Automatic Email Classification Using Salesforce Einstein

Do you own a company that receives a lot of emails? Have you assigned employees for segregating emails into categories and then transferring these emails to the concerned section in your company? If so, then here’s a solution to your problem, which saves not only your investment in terms of money but in terms of time as well.

With the help of Salesforce Einstein you can create a system that automatically categorises all your emails and forwards it to the concerned section. You just need to provide the model with the data mapped to labels, that is, provide the emails that your company has received in the past along with their mapping to departments. This data can then be used to “train” Einstein. Once this model is trained on the data provided by you, you are good to go!

Here’s a brief description of the procedure that needs to be carried out in order to achieve the desired output:
  • Prepare the dataset (Training Dataset).

    Training Dataset

  • Upload the prepared dataset online.
    Once you have prepared the dataset, upload the excel sheet on Google drive or any other similar online platform and get the link for the same.

  • Creating a Salesforce Einstein Account
    In order to train a model, you first need to access Einstein API. Following steps will help you in achieving this goal.

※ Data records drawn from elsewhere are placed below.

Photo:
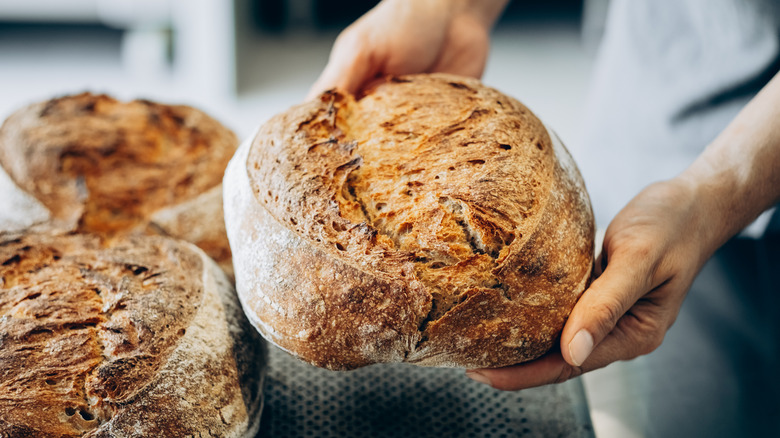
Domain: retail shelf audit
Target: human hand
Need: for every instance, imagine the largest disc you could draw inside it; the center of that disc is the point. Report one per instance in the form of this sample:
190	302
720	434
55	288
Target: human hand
403	37
652	251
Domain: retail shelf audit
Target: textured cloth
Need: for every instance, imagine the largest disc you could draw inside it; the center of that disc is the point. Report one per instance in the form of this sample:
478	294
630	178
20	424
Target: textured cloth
669	77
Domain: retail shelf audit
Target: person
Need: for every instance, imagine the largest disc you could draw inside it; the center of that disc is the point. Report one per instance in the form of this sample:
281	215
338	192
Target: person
690	95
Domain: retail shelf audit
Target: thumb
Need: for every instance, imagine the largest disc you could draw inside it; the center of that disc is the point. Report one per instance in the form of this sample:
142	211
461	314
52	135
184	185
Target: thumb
349	67
601	306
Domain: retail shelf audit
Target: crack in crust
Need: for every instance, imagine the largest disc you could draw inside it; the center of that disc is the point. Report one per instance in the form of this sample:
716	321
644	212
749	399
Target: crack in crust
72	332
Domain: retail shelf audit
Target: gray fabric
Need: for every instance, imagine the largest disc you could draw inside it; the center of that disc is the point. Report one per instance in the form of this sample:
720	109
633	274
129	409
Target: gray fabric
669	76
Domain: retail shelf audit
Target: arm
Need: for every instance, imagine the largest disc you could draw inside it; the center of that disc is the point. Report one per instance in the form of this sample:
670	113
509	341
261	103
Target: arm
411	36
656	245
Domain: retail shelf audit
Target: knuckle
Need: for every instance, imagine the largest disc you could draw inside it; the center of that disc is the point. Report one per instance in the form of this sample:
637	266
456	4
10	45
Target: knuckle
609	310
567	372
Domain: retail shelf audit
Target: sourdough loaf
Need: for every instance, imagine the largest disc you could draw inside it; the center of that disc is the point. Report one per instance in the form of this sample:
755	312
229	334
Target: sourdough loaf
434	221
140	336
104	166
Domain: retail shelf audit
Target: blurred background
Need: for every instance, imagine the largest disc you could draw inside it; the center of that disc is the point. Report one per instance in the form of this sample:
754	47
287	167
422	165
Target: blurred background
245	60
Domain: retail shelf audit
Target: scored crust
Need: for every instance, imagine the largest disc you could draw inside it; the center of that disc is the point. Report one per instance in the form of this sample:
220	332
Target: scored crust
434	221
140	336
105	166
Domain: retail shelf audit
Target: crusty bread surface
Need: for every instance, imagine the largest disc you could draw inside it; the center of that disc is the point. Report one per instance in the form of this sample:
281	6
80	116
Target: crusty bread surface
105	166
434	221
127	337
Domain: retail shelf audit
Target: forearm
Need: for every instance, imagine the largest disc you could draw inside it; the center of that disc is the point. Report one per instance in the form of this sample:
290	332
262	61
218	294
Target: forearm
738	175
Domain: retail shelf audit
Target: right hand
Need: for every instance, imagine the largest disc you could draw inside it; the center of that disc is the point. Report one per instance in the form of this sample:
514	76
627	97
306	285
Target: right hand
403	37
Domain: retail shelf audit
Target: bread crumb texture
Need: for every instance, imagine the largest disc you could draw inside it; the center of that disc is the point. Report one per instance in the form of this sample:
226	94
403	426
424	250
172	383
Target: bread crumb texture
120	338
433	221
106	166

    • Navigate to https://api.einstein.ai/signup.
    • Put in your credentials and download the key to your local system.
    • Install Curl or Postman for sending requests and receiving response from APIs.
    • Generate token by visiting https://api.einstein.ai/token, Enter your email address and upload the key that you downloaded in the previous step. Click generate token and copy this token somewhere so you can access it later.

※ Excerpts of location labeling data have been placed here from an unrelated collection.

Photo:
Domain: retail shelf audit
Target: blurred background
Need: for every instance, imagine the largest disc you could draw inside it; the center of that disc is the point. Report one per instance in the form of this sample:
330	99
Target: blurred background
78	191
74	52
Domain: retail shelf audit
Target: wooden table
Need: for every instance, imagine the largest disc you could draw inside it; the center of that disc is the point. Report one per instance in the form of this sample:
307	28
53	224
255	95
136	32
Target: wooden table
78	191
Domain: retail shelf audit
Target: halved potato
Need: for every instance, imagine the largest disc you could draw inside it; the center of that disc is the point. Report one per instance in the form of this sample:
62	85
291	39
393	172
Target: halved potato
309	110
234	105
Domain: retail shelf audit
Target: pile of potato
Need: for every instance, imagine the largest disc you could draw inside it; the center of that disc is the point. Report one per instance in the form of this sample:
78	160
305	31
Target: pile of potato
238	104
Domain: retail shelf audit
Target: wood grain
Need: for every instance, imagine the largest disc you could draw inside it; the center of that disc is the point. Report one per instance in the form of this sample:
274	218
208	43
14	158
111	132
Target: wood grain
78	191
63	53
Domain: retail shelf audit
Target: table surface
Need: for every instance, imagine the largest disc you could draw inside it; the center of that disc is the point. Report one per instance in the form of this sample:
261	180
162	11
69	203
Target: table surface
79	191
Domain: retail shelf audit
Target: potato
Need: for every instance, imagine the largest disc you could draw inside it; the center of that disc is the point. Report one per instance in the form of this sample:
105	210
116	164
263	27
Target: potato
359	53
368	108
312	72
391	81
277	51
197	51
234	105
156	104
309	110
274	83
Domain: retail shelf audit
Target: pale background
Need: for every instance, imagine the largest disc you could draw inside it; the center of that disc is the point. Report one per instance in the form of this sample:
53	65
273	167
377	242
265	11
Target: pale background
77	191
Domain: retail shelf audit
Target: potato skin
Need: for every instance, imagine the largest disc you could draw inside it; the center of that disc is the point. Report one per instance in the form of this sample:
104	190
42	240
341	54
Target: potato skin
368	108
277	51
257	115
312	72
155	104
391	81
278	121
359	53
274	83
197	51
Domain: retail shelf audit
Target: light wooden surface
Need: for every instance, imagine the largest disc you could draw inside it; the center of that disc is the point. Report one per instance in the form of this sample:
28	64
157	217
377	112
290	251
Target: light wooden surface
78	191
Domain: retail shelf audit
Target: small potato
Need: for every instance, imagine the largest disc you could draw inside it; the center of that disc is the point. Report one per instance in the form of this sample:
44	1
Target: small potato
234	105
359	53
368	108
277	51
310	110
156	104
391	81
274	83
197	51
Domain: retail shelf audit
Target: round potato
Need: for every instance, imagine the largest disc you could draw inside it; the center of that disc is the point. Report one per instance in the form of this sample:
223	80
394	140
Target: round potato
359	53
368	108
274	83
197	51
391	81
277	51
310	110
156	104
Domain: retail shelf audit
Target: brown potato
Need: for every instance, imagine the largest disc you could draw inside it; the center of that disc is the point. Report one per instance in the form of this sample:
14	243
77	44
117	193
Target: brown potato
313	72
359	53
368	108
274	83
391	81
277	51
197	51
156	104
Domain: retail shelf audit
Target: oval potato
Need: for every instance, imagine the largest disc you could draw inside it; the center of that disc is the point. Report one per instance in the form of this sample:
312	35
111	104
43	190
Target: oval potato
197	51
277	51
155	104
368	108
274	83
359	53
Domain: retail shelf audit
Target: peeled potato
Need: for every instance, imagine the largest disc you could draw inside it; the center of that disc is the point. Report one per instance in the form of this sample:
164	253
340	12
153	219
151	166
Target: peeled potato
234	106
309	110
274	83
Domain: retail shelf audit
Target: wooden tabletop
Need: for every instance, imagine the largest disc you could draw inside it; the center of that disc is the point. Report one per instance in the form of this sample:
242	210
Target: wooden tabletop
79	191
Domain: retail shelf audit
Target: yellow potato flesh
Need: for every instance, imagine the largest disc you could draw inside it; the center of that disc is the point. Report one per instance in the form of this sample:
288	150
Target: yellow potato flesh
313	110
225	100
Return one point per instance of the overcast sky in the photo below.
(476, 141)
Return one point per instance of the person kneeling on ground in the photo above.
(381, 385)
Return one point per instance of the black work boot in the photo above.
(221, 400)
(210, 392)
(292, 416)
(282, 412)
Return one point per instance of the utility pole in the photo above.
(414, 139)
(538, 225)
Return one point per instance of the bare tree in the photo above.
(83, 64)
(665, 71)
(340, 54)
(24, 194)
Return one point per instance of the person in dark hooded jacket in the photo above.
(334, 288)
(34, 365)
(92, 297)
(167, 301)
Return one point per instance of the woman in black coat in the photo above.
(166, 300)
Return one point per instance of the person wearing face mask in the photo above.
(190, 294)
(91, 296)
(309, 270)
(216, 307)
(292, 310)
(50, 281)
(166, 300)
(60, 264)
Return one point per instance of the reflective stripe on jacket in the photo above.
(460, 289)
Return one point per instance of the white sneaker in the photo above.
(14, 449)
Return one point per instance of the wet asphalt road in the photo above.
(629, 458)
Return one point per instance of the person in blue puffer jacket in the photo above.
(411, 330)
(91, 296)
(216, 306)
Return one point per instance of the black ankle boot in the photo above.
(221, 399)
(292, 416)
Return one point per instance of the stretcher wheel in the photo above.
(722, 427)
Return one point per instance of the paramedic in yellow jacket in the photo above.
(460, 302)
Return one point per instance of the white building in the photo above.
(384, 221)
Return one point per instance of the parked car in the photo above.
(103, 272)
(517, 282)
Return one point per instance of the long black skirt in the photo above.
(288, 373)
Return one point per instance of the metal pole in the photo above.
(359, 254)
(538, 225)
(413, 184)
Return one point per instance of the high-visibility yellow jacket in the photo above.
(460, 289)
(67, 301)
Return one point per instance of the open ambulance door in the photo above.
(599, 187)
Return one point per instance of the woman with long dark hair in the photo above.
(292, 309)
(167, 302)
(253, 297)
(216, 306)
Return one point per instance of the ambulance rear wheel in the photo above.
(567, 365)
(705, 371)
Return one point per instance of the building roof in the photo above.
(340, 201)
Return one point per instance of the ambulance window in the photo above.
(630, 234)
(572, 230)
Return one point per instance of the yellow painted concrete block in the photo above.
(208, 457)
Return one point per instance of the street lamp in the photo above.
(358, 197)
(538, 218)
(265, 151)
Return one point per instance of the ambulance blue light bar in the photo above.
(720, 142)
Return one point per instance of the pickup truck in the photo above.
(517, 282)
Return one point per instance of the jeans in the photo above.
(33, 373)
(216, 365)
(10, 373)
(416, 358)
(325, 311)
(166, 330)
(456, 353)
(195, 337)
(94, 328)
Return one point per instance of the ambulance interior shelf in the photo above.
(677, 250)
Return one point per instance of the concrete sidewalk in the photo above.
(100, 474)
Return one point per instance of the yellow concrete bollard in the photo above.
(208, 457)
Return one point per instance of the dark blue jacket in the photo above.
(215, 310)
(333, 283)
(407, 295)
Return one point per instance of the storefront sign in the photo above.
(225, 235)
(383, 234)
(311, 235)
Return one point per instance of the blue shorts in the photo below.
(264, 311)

  • Uploading the dataset (Training Dataset) to Einstein
    Enter the following curl command to upload your dataset.
    curl -X POST -H "Authorization: Bearer <Token>" -H "Cache-Control: no-cache" -H "Content-Type: multipart/form-data" -F "type=text-intent" -F "path=<Path of File uploaded on Google Drive>" https://api.einstein.ai/v2/language/datasets/upload

    You get the dataset ID in response.

  • Check dataset if it’s uploaded or not.
    In order to check if the dataset is properly uploaded or use the following curl command.

    curl -X GET -H "Authorization: Bearer <Token>" -H "Cache-Control: no-cache" https://api.einstein.ai/v2/language/datasets/<DatasetID>

  • Training the Model
    Enter the following command to train the model on the dataset provided as input.
    curl -X POST -H "Authorization: Bearer " -H "Cache-Control: no-cache" -H "Content-Type: multipart/form-data" -F "name=Case Classification Model" -F "datasetId=<DatasetID>" https://api.einstein.ai/v2/language/train

    The response of this request return the Model ID of the model being trained.

  • Get the Training Status
    Enter the following command to get the status of training process curl -X GET -H "Authorization: Bearer <Token>" -H "Cache-Control: no-cache"https://api.einstein.ai/v2/language/train/<;ModelID>

Once the above mentioned steps are all carried out, your model is ready to be used for prediction of any new Email and assign it an appropriate label on the basis of its content. The following is the process used for finding label for any new Email received.

  • Predicting Label for Mail
    curl -X POST -H "Authorization: Bearer <Token>" -H "Cache-Control: no-cache" -H "Content-Type: multipart/form-data" -F "modelId=<ModelID>" -F "document=<Email Content>" https://api.einstein.ai/v2/language/intent
    Response to above request is something similar to the below mentioned response: {"probabilities":[{"label":"SalesforceSupport","probability":0.99716944},{"label":"Others","probability":0.0013461004},{"label":"Training","probability":8.565797E-4},{"label":"JobApplication","probability":5.614456E-4},{"label":"Klipfolio","probability":3.7095313E-5}],"object":"predictresponse"}

The above response gives the probabilities of each label for the input Email text.
Once the label for email is predicted, it can be forwarded to the concerned person by using Apex code.